A budget preparation team visited Peru recently as part of learning on the child budgeting from the South American country which is one of successful countries for child-focusing budgeting and its monitoring.

By ratifying the Convention on the Rights of the Child, 194 countries, including Bangladesh, have committed to investing in children to guarantee them a full, healthy, safe and happy life starting from the time of conception.

However, a number of NGO representatives who met with Finance Minister AMA Muhith on Thursday showed their interest in the child budgeting and demanded more analysis about budget allocations and its utilisations.

Shaheen Anam, executive director at the Manusher Jonno Foundation, said there is need for proper analysis as to whether the budget is properly addressing child related problems.

She also demanded a separate department for the children, which is now under the process.

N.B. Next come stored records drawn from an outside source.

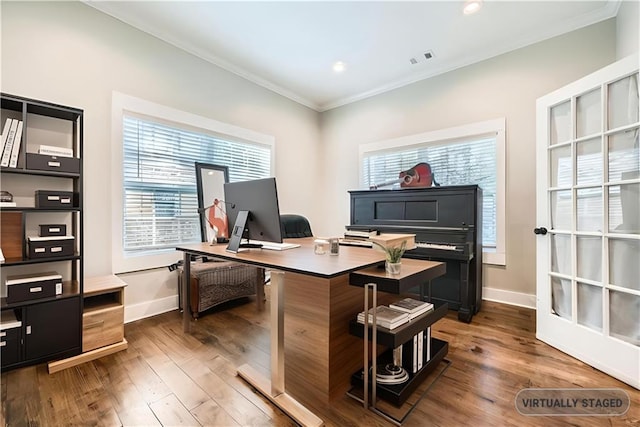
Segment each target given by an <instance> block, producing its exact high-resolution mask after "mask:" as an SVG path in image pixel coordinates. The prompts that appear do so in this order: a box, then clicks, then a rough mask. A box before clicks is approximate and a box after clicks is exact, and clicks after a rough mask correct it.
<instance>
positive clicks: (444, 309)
mask: <svg viewBox="0 0 640 427" xmlns="http://www.w3.org/2000/svg"><path fill="white" fill-rule="evenodd" d="M448 310H449V308H448V307H447V304H443V305H441V306H440V307H438V308H436V309H435V310H433V311H430V312H428V313H425V314H422V315H420V316H418V317H416V318H415V319H411V320H410V321H409V322H408V323H405V324H404V325H401V326H398V327H397V328H394V329H391V330H390V329H386V328H382V327H380V326H378V328H377V331H378V333H377V334H376V339H377V341H378V344H379V345H384V346H386V347H389V348H396V347H398V346H399V345H402V344H404V343H405V342H407V341H409V340H410V339H411V338H412V337H413V336H414V335H415V334H417V333H418V332H420V331H423V330H425V329H426V328H428V327H429V326H431V325H432V324H434V323H435V322H437V321H438V320H440V319H442V318H443V317H444V316H446V315H447V312H448ZM349 333H350V334H351V335H355V336H356V337H360V338H364V325H363V324H362V323H359V322H358V321H357V320H356V319H352V320H351V321H350V322H349ZM371 338H373V334H372V328H371V327H370V328H369V339H371Z"/></svg>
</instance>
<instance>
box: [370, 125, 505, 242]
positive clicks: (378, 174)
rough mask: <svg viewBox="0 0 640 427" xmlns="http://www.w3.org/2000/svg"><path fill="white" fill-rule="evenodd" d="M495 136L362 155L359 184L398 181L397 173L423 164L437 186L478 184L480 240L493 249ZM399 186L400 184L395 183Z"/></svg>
mask: <svg viewBox="0 0 640 427" xmlns="http://www.w3.org/2000/svg"><path fill="white" fill-rule="evenodd" d="M496 149H497V148H496V138H495V136H484V137H475V138H468V139H465V140H457V141H454V142H441V143H435V144H434V143H429V144H428V145H427V144H424V145H422V144H418V145H411V146H408V147H400V148H394V149H393V150H384V151H383V150H380V151H369V152H365V153H364V155H363V157H362V159H363V164H362V171H363V176H362V181H363V183H364V185H365V186H366V187H369V186H371V185H375V184H380V183H384V182H388V181H391V180H393V179H395V178H398V173H399V172H400V171H403V170H407V169H410V168H411V167H413V166H415V165H416V164H418V163H421V162H425V163H429V165H430V166H431V171H432V173H433V176H434V179H435V181H436V182H437V183H438V184H440V185H470V184H477V185H479V186H480V187H481V188H482V191H483V193H482V196H483V211H482V216H483V224H482V240H483V242H482V243H483V246H484V247H485V248H495V246H496V238H497V237H496V226H497V225H496V212H497V206H496V204H497V203H496V186H497V185H496V183H497V160H496V159H497V151H496ZM397 185H399V184H397Z"/></svg>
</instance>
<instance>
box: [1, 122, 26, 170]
mask: <svg viewBox="0 0 640 427" xmlns="http://www.w3.org/2000/svg"><path fill="white" fill-rule="evenodd" d="M21 141H22V120H18V119H11V118H7V120H6V121H5V123H4V128H3V129H2V140H1V144H2V147H1V148H2V155H1V156H0V166H2V167H10V168H15V167H17V166H18V154H20V143H21Z"/></svg>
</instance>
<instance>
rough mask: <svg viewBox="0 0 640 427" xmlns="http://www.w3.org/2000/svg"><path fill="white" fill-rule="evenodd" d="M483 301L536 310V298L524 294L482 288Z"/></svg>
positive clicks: (514, 292)
mask: <svg viewBox="0 0 640 427" xmlns="http://www.w3.org/2000/svg"><path fill="white" fill-rule="evenodd" d="M482 299H483V300H487V301H494V302H500V303H503V304H509V305H517V306H518V307H526V308H531V309H533V310H535V309H536V296H535V295H532V294H524V293H522V292H513V291H505V290H504V289H496V288H482Z"/></svg>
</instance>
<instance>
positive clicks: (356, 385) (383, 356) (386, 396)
mask: <svg viewBox="0 0 640 427" xmlns="http://www.w3.org/2000/svg"><path fill="white" fill-rule="evenodd" d="M431 350H432V356H431V360H429V361H428V362H427V363H426V364H425V365H424V366H423V367H422V369H421V370H419V371H418V372H416V373H415V374H411V373H409V379H408V380H407V381H405V382H404V383H402V384H380V383H378V384H377V388H376V393H377V395H378V397H379V398H381V399H384V400H386V401H387V402H390V403H392V404H394V405H396V406H402V405H403V404H404V402H406V400H407V399H408V398H409V396H411V394H412V393H413V392H414V391H415V390H416V388H417V387H418V386H419V385H420V383H422V381H423V380H424V379H425V378H426V377H427V375H429V374H430V373H431V372H432V371H433V370H434V369H435V368H436V367H437V366H438V364H439V363H440V362H442V360H443V359H444V357H445V356H446V355H447V352H448V351H449V344H448V343H447V342H446V341H442V340H439V339H437V338H431ZM392 360H393V350H388V351H386V352H385V353H383V354H382V355H381V356H380V357H379V358H378V364H384V363H388V362H391V361H392ZM351 385H353V386H355V387H360V388H362V387H364V373H363V371H362V370H360V371H358V372H356V373H354V374H353V375H352V376H351ZM369 387H371V381H369Z"/></svg>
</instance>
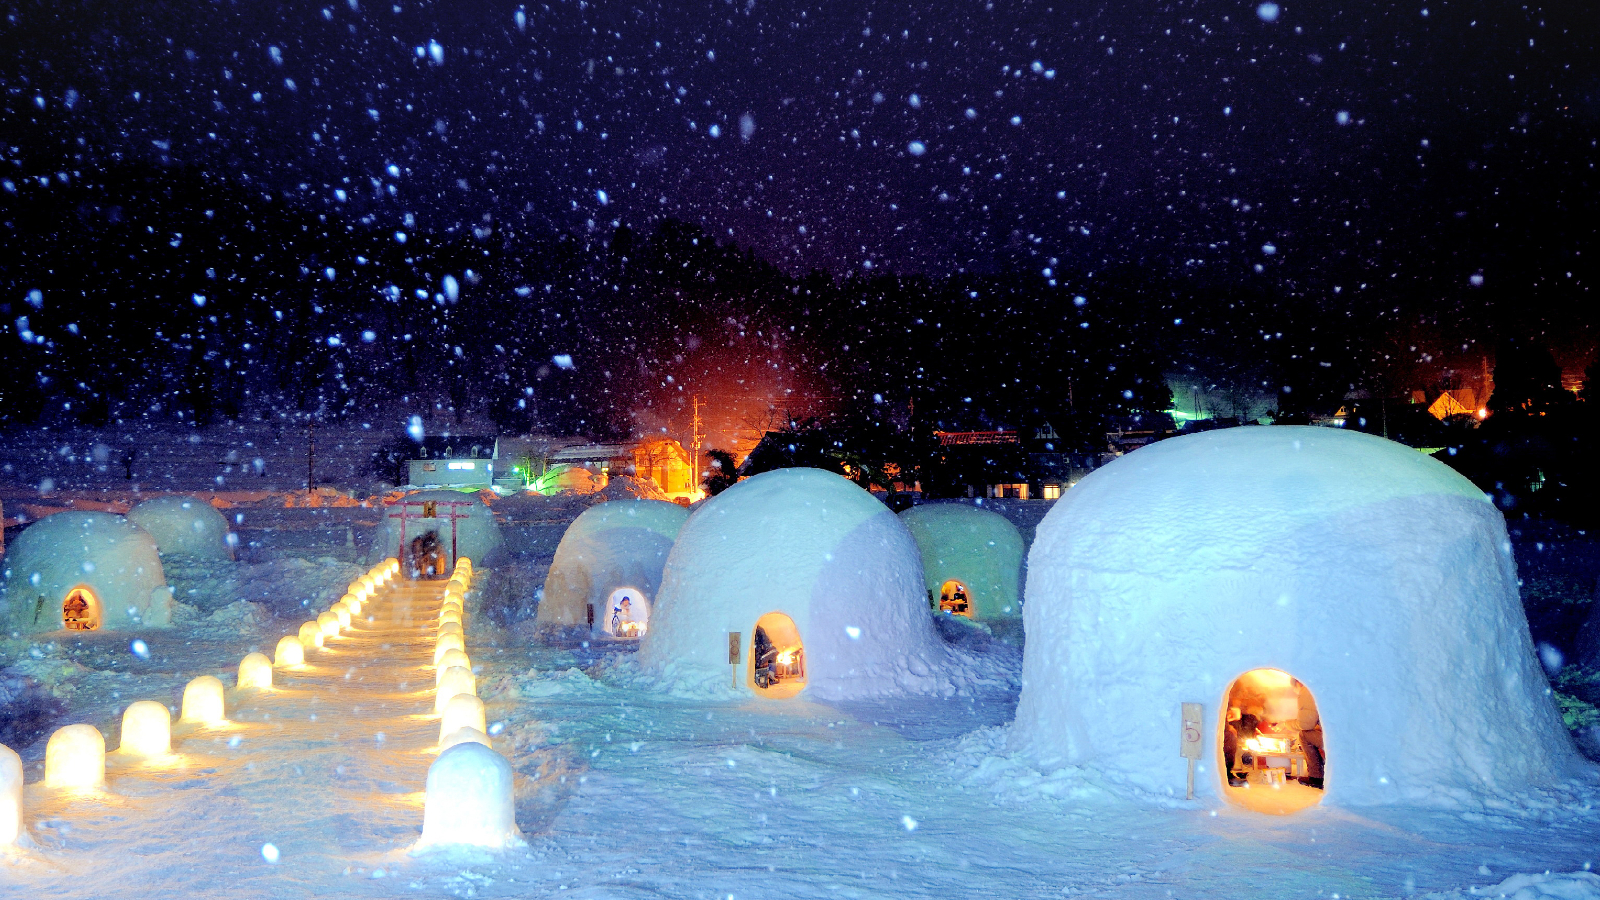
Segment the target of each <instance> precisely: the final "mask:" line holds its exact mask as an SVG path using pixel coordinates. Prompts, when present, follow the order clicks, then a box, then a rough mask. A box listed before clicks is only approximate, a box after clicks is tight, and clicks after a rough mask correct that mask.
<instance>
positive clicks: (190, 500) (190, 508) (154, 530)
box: [128, 496, 234, 560]
mask: <svg viewBox="0 0 1600 900" xmlns="http://www.w3.org/2000/svg"><path fill="white" fill-rule="evenodd" d="M128 520H130V522H133V524H134V525H138V527H141V528H144V530H146V532H149V533H150V536H152V538H155V548H157V549H158V551H160V552H162V556H163V557H165V556H186V557H194V559H229V560H230V559H234V541H232V540H230V536H229V533H227V519H224V517H222V514H221V512H218V511H216V508H214V506H211V504H210V503H206V501H205V500H200V498H198V496H157V498H154V500H146V501H142V503H138V504H134V508H133V509H130V511H128Z"/></svg>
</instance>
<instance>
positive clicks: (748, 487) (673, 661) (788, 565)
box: [638, 469, 986, 700]
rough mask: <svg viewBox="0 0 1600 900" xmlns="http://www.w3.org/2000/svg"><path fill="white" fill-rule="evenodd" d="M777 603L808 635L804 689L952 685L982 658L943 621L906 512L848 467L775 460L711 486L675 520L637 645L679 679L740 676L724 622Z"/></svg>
mask: <svg viewBox="0 0 1600 900" xmlns="http://www.w3.org/2000/svg"><path fill="white" fill-rule="evenodd" d="M771 612H779V613H784V615H787V617H789V618H792V620H794V626H795V629H797V631H798V636H800V641H802V644H803V649H805V663H806V687H805V690H806V693H808V695H810V697H814V698H824V700H850V698H870V697H886V695H894V693H906V692H926V693H955V692H960V690H963V689H965V687H966V685H968V684H970V682H971V681H973V679H974V677H978V671H979V669H986V661H982V660H979V658H976V657H970V655H965V653H957V652H952V650H950V649H949V647H946V645H944V642H942V641H939V637H938V634H936V633H934V629H933V621H931V615H930V612H928V601H926V596H925V594H923V588H922V560H920V559H918V557H917V543H915V541H914V540H912V536H910V532H907V530H906V525H902V524H901V520H899V519H898V517H896V516H894V514H893V512H890V511H888V508H885V506H883V504H882V503H878V501H877V500H874V498H872V495H869V493H867V492H864V490H861V488H859V487H856V485H854V484H851V482H850V480H846V479H843V477H840V476H835V474H832V472H824V471H821V469H779V471H773V472H765V474H760V476H755V477H752V479H747V480H742V482H739V484H736V485H733V487H731V488H728V490H725V492H722V493H720V495H717V496H715V498H712V500H709V501H707V503H706V506H702V508H701V509H698V511H696V512H694V514H693V516H690V520H688V522H686V524H685V525H683V530H682V532H678V540H677V543H675V544H672V552H670V554H667V565H666V572H664V575H662V580H661V593H659V594H658V597H656V609H654V612H653V617H651V623H650V631H648V633H646V634H645V637H643V642H642V644H640V652H638V669H640V674H642V676H643V681H648V682H653V684H654V685H658V687H664V689H667V690H674V692H678V693H707V692H714V690H730V687H731V681H733V676H731V674H730V666H728V634H730V633H733V631H738V633H741V634H742V660H744V663H742V666H741V668H742V669H744V676H742V677H739V682H741V684H742V685H744V687H742V690H746V692H757V689H755V687H754V682H752V681H750V677H752V671H750V669H752V666H750V642H752V636H754V633H755V621H757V620H758V618H762V617H763V615H765V613H771Z"/></svg>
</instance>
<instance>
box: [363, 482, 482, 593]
mask: <svg viewBox="0 0 1600 900" xmlns="http://www.w3.org/2000/svg"><path fill="white" fill-rule="evenodd" d="M502 543H504V538H502V536H501V532H499V522H496V520H494V514H493V512H491V511H490V508H488V504H485V503H483V498H482V496H478V495H475V493H464V492H459V490H418V492H411V493H408V495H405V496H402V498H400V500H395V501H394V503H389V504H386V506H384V519H382V522H381V524H379V525H378V533H376V535H374V536H373V549H371V552H368V562H370V564H374V562H381V560H384V559H387V557H390V556H392V557H395V559H398V560H400V572H402V573H403V575H405V577H408V578H448V577H450V570H451V569H454V565H456V559H458V557H462V556H466V557H469V559H470V560H472V562H474V564H477V565H494V560H496V557H498V551H499V549H501V544H502Z"/></svg>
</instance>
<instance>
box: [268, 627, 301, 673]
mask: <svg viewBox="0 0 1600 900" xmlns="http://www.w3.org/2000/svg"><path fill="white" fill-rule="evenodd" d="M272 665H274V666H278V668H286V666H304V665H306V645H302V644H301V642H299V637H290V636H286V634H285V636H283V637H282V639H280V641H278V649H277V650H274V652H272Z"/></svg>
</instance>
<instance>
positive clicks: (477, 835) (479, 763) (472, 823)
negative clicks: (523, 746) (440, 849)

The finance minister has been unveiling child-focused budget since the FY 2015-16 under the title of "Blooming Children: Prosperous Bangladesh."

However, many national and international researches show that investment in early childhood - a time that has lifelong effects on a person's well-being - contributes to breaking intergenerational poverty cycle by reducing socioeconomic, territorial, ethnic and gender inequalities.

Investment in early childhood has the highest cost-benefit ratio and the highest return per dollar invested: 7.0 per cent to 16.0 per cent annually (Rolnick and Grunewald 2007; Heckman et al. 2009).